Abstract

The miRNA has emerged as a therapeutic target for diabetic cardiomyopathy (DCM). Although epigenetic regulation of specific genes associated with DCM has been documented, the role of miRNAs in epigenetic regulation is nebulous. We tested the hypothesis that miR‐133 inhibits DNA methylation by down regulating two major genes: DNA methyltransferase (DNMT3a) and methyl‐CpG‐binding domain (MBD2) in diabetes.

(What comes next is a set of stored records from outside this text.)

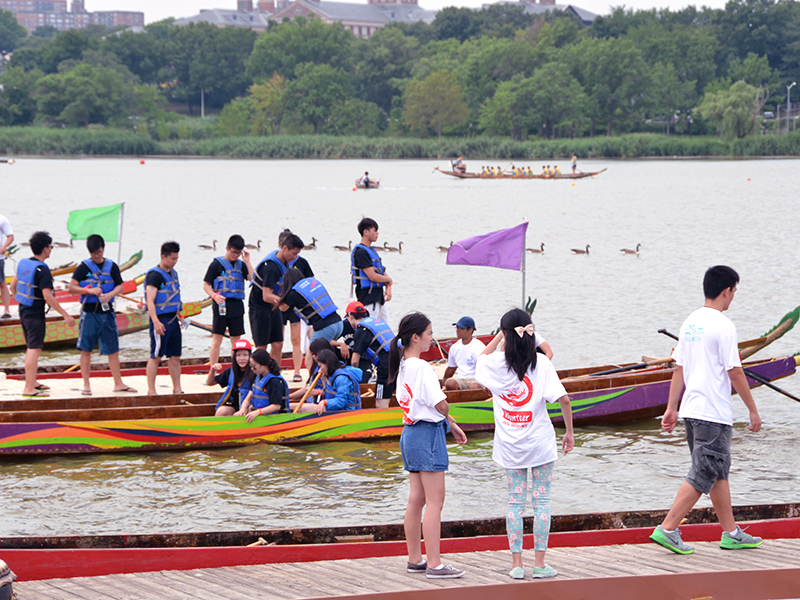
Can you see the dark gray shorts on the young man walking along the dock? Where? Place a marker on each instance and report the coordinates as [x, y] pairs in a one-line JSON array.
[[710, 445]]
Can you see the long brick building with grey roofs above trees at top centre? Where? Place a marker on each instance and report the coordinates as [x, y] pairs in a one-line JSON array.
[[362, 20]]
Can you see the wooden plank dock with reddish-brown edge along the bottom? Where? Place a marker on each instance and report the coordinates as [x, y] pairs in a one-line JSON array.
[[598, 572]]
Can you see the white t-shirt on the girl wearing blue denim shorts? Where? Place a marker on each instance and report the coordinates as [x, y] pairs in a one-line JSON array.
[[418, 391]]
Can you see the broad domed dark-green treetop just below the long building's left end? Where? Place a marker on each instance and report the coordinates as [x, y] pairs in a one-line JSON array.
[[283, 47]]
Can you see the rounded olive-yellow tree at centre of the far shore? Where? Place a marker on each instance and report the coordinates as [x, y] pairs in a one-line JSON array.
[[435, 103]]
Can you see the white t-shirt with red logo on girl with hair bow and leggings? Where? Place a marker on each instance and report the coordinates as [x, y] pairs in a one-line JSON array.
[[523, 433]]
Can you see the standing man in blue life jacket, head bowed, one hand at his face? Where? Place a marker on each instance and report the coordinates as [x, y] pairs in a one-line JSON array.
[[225, 282]]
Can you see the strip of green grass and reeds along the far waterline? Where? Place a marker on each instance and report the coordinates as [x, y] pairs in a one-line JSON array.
[[115, 142]]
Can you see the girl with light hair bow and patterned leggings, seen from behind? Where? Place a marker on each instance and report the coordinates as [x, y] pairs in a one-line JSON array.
[[522, 381]]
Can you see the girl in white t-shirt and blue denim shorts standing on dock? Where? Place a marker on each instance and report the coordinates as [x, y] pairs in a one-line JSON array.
[[422, 443]]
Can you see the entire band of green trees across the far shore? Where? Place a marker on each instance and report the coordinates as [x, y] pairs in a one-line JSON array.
[[497, 71]]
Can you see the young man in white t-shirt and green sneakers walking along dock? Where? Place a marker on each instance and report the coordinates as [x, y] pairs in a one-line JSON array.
[[707, 358]]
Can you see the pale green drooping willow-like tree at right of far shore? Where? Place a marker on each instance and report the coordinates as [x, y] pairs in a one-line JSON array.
[[733, 111]]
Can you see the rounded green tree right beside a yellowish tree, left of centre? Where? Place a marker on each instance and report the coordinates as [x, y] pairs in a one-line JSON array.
[[314, 93]]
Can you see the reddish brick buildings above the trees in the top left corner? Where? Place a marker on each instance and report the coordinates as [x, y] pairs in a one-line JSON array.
[[40, 13]]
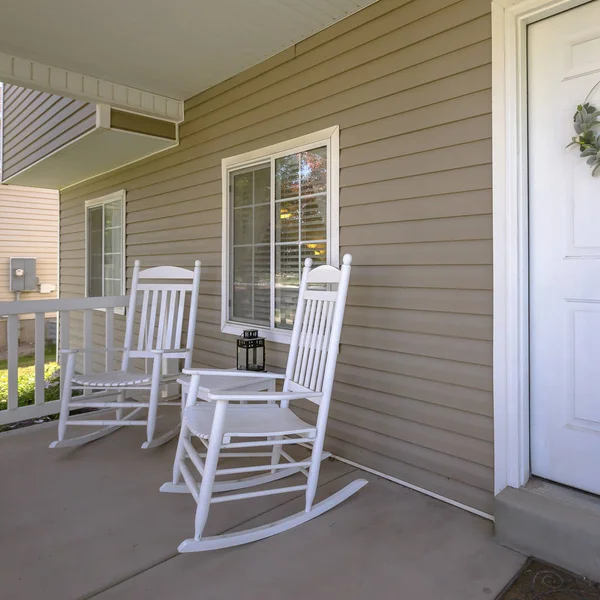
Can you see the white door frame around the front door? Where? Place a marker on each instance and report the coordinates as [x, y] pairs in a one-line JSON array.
[[511, 233]]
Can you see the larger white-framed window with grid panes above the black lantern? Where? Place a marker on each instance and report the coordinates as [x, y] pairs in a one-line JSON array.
[[280, 206]]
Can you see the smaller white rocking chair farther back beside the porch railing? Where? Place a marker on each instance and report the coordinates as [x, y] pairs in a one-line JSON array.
[[168, 293]]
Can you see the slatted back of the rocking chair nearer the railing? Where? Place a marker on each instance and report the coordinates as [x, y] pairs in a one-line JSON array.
[[163, 307]]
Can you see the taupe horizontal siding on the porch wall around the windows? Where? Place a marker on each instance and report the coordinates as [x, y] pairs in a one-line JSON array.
[[408, 83]]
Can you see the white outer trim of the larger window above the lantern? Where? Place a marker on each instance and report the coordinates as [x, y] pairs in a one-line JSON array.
[[329, 137]]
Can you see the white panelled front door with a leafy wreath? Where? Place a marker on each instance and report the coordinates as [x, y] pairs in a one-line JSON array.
[[564, 230]]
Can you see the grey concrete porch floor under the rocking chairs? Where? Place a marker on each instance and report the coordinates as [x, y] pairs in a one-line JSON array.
[[91, 523]]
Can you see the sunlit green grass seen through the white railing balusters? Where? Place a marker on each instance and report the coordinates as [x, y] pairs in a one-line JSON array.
[[26, 383]]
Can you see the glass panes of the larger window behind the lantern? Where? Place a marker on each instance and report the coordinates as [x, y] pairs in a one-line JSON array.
[[298, 207]]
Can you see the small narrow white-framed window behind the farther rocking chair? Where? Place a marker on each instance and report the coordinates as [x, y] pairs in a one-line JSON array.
[[105, 245]]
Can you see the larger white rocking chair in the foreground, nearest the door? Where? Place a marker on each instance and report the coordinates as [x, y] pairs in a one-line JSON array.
[[223, 427]]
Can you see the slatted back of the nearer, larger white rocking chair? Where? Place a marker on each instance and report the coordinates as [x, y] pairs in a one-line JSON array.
[[317, 328]]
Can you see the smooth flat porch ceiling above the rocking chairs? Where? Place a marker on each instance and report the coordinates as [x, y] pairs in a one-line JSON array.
[[176, 48]]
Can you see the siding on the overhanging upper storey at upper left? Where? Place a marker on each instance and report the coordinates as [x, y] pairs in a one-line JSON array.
[[37, 123]]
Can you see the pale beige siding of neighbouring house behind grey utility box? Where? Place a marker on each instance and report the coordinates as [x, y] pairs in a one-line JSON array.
[[29, 227]]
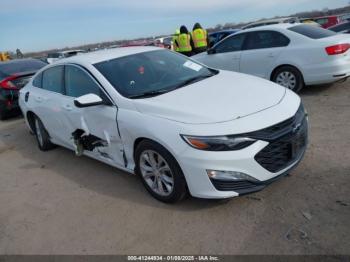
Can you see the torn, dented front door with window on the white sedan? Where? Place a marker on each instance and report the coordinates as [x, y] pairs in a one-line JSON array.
[[92, 130]]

To prove the hypothesis, we transfected HL1 cardiomyocytes with miR‐133 and scrambled. The successful transfection was validated by GFP marker and qPCR of miR‐133 (sno234 was endogenous control). We used five treatment groups‐ a) control (CT), b) high glucose (HG‐25mM for 24 h), c) scrambled (Scr), d) miR‐133 transgenic (miR), and e) miR‐133 transgenic treated with high glucose (miR+glu) to analyze the expression of DNMT3a and MBD2 using multiplex RT‐PCR. The results revealed that DNMT3a and MBD2 are induced in HG group as compared to that of CT. However, the expression of these genes are attenuated in miR and miR+glu as compared to HG. These results suggest that high dose of glucose induces DNA methylation by up regulating DNMT3a and MBD2, whereas miR‐133 mitigates them. Our findings provide a novel insight of miR‐133 as an epigenetic regulator of DCM.